Environmental Parity
We must keep the development and production of environmental parity as much as possible. We must enable developers (even us) to reproduce production issues in the development environment. Always test on development before production and grow confidence in production. And we must treat the development environment as production. If we break the development environment, it blocks the developer in testing and stalls agility.
Declarative Configuration
All infrastructure state or application state must be defined in “infrastructure as code” way. We should not do or depend on manual operations in production (and even in development). It leads to implicit knowledge and human errors. Infrastructure as code allows us to review the operation and automate it in CI. And the code must be declarative, not imperative. The declarative way enables us to build self-healing or autonomous components. It reduces our operation cost a lot. We should build tools based on “Infrastructure as data” way. We should not mix programmatic logic and data but clearly separate. The computation must be done by real programing language.
Documentation as a Product
Documentation is the minimum variable product of the platform. We must handle documentation as one of our products. This means the documentation must be always reviewed and maintained when something changes. When we release something new, we must provide the documentation together.
Simple, Consistent, and Predictable
Developer experience (DX) we provide and operation workflows we prepare for our component should be simple, consistent, and predictable. How to work with component should be as simple to learn as possible and consistent across the multiple components (action to component A should be the same as component B). And action to the components should be always predictable. This means changes are always expected and visible before execution. The catastrophic changes should be always blocked or notified.
Smart Default but Configurable
The tool we provide should be well abstracted and hide complex configuration (and underline complex infrastructure) as possible. Instead of asking developers to configure all but provide smart default which covers 80% of usage. To cover the rest of 20% of power users, open a well-designed control knob as well. We should consider both productivity and flexibility but the former should come first.
Embrace Failure
No software or infrastructure is perfect. Failures are always there. We should be embracing failures instead of focusing on preventing them. We must expect potential failures and actively be testing availability and reliability before going to production. Once we faced an incident, we must learn a lot from it and avoid the same failure again.

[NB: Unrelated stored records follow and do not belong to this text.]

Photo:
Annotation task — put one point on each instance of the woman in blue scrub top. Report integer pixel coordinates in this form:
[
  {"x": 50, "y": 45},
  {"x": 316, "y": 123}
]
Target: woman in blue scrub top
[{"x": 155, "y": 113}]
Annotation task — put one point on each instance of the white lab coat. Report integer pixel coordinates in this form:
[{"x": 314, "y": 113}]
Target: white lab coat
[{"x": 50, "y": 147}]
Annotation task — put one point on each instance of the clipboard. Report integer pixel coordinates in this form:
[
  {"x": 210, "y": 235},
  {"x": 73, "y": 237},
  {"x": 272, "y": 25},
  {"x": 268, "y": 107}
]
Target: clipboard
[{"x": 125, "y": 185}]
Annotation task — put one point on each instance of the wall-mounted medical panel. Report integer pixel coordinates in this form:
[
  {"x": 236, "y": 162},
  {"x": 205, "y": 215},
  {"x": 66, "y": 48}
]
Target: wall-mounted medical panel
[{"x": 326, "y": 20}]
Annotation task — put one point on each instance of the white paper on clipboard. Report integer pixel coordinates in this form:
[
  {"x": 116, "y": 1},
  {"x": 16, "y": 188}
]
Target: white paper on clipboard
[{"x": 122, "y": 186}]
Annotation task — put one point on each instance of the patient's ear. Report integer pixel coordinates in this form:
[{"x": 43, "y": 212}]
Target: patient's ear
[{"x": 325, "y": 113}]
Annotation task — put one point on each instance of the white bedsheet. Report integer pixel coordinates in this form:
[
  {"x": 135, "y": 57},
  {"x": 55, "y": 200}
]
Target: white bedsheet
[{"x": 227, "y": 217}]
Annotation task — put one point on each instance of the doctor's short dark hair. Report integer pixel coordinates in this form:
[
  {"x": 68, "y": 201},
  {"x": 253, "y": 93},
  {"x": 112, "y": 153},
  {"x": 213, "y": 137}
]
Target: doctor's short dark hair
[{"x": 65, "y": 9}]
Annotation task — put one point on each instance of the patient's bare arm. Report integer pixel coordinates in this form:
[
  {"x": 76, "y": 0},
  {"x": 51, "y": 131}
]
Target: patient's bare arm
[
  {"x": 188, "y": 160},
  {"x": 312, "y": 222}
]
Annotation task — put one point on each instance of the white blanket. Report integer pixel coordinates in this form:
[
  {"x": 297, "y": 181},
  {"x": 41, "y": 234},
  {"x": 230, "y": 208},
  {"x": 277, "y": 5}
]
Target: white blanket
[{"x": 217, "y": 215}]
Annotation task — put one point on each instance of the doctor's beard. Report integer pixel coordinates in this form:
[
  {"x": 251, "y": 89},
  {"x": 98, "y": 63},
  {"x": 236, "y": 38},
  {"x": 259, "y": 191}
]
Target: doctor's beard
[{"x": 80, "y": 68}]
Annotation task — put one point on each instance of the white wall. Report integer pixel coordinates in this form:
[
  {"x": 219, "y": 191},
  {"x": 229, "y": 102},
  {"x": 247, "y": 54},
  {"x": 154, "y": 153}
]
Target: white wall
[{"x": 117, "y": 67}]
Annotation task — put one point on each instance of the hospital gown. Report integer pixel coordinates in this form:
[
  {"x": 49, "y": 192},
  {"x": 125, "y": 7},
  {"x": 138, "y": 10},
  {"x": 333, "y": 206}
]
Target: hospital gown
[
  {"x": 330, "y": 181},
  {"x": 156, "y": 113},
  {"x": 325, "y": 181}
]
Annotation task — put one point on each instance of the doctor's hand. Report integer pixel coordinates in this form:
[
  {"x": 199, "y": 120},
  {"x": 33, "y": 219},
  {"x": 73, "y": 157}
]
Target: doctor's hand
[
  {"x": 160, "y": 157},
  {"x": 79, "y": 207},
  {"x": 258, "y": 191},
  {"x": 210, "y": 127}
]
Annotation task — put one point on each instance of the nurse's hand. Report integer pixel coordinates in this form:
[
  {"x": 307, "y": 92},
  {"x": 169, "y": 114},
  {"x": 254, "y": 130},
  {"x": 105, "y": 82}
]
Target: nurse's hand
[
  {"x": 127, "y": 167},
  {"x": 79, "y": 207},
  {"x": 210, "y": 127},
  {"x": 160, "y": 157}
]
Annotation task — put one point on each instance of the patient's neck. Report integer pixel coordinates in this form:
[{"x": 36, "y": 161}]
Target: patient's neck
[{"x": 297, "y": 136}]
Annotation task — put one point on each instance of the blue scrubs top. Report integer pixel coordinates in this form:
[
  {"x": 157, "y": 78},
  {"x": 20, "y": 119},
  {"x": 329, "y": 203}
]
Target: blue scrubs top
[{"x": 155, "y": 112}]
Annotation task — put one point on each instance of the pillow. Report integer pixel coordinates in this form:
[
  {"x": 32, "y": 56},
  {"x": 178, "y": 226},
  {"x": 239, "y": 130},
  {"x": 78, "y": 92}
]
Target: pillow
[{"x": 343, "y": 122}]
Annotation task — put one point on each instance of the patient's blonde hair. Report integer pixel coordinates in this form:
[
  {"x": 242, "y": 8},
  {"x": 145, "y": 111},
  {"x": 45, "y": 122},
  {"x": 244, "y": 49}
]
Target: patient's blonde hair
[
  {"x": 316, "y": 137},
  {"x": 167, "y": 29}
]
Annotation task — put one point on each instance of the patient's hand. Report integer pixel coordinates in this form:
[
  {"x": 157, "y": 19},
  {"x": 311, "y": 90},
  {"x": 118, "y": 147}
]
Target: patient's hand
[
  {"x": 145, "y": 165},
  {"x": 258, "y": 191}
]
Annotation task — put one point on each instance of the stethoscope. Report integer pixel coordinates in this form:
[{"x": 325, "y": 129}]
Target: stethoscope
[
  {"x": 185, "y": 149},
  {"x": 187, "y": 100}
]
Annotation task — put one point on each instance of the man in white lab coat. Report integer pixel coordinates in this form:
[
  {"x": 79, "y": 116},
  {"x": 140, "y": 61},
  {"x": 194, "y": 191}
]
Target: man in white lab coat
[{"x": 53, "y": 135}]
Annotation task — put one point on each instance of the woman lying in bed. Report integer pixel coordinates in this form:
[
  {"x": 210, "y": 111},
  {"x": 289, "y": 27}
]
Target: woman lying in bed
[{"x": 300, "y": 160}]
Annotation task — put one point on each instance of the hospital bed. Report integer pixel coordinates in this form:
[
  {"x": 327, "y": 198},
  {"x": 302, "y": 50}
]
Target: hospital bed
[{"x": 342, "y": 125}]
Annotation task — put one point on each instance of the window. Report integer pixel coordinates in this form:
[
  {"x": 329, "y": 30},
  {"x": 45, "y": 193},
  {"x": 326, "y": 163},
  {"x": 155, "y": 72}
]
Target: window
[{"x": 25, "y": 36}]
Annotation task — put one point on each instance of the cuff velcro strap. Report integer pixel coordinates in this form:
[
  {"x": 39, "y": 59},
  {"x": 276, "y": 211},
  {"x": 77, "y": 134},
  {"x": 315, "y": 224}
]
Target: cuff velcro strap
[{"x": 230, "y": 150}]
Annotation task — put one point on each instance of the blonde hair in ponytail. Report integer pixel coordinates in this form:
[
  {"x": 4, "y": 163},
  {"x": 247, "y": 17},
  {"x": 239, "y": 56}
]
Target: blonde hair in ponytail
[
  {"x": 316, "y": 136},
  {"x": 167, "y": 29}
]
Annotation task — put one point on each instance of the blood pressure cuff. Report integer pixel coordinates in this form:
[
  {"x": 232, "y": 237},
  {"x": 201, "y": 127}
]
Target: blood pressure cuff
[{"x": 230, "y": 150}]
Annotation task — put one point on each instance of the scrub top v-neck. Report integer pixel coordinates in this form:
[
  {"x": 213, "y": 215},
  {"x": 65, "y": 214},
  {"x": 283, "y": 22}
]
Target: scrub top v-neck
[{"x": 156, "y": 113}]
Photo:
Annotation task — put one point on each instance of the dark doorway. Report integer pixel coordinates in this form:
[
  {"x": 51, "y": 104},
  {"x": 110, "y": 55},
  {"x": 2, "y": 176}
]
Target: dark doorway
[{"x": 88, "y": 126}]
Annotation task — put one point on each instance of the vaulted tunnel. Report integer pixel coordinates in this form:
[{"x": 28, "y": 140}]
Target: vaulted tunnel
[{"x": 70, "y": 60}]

Having a Migration Strategy
We don’t introduce new features without thinking about migration strategy from the existing ecosystem. Keeping multiple ways of doing the same things leads bad DX and becomes a burden for the operation (and even more we need to have a workaround for a legacy way to make it work with the new ecosystem). We don’t evaluate just introducing new features. Instead, we evaluate how much is used by developers (adaption rate). We don’t create a separate new platform for doing a new thing. There should be only one base platform.
A Platform for Platforms
We can not support all workloads or requirements by a single platform. We must enable and help other teams to build their own specialized platform to support their own workflow top on our platform without involving the platform team.
Operation by Science, not by Art
As a platform, we need to operate and maintain our components. The operation workflow or tool we design should be strongly backed by science and engineering, not art or individual knowledge or experience. We must handle it as a science. And we should avoid using all the time to react to the incident or manual operations. We must proactively be fixing the issue and the workflow and building tools. The time for proactive and reactive should be balanced well.
Avoiding Reinventing the Wheel
Cloud providers provide great services (by using lots of costs and resources). The OSS ecosystem (especially cloud-native ecosystem) provides great software. We must utilize them first. We must be a good curator of them and utilize it for our platform. We must avoid reinventing someone else work (when reinventing we must balance the cost and benefit and resources we have). We must build something new, something special for our use cases, and something no one has worked before. And we must open to our jobs to the ecosystem as well.
Standing on the Shoulders of Giants
As a microservices platform or microservices world, we are far behind from the giants. We must learn aggressively learn from what they succeeded or failed and the latest trends or research results (from conferences, papers, or meeting them). Our proposal and design must be based on these learnings. The originality must be on top of the existing knowledge. Then becoming the next giant and provide our knowledge to the world to support them.